What is the skull of batch?
The cranial stitch is a joint that is located between the skull bones, a rounded part of the skull that is located in the brain. The type of joint known in anatomy as syntrosis, the cranial stitch allows only a small to no movement between the bones and what is not allowed usually occurs in the first few years of life because the skull claims. This joint can also be classified according to its structure as a fibrous joint, the type of joint in which the bones are held together by a network of small fibers known as Sharpey fibers. These fibers allow a small degree of elasticity, so in the case of brain swelling after injury, the skull can easily expand.
While there are more than 15 skull stitches, the most important of them are connected to the large bones of the skull: frontal bones, parietal bones, temporary bones and bones. Between the front bones on the forehead and the pair of parietal bones covering the upper part of the skull is the large thighs of the soouts. Starting with one ear, the coronal stitch extends over the top of the head just behind the hair linii to the other ear. Like any cranial stitch, it is not a straight line, but rather jagged as a river on the map, the bones on both sides joined almost together as two tectonic plates.
Another important cranial stitch divides two parietal bones. This is known as a sagittal stitch. Beginning, where the parietal bones meet in the middle line of coronal batch, the sagittal stitch divides the skull into the right and left half. It then extends along the back of the skull to the base of parietal bones and ends where they connect with the occipital bone. Similar stitches are found between parietal bones and occipital bones, between parietal bones and time bones and, among other things, between temporary bones and occipital bones.

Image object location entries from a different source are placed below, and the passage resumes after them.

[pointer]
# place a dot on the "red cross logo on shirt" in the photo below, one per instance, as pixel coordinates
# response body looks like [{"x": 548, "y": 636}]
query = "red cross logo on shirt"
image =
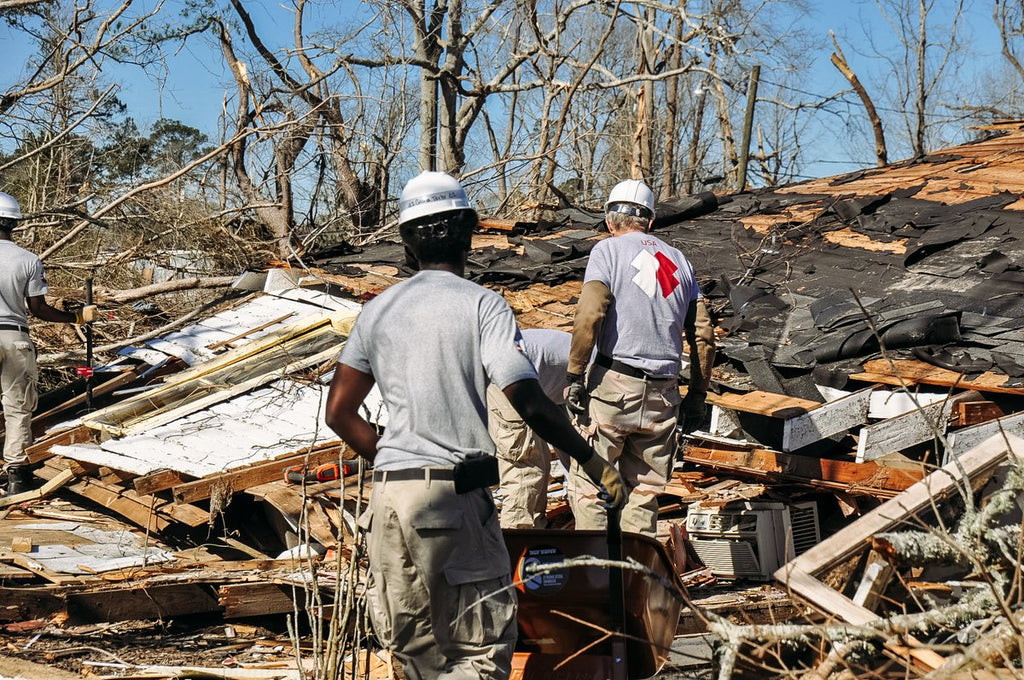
[{"x": 653, "y": 271}]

What they do with these skulls fit as firmly together as pieces of puzzle is the presence of small collagen fibers in every cranial stitch. This shout that is referred to as Sharpey's fibers with a joint safely spoThey do fibrous tissue with the bone, but also lend flexibility to the joint. In adulthood, these bones rarely have to move in relation to each other, but in the case of brain trauma, the skull may have to extend a little to relieve the pressure of the brain. Sharpey fiber flexibility allows individual skull bones to move out.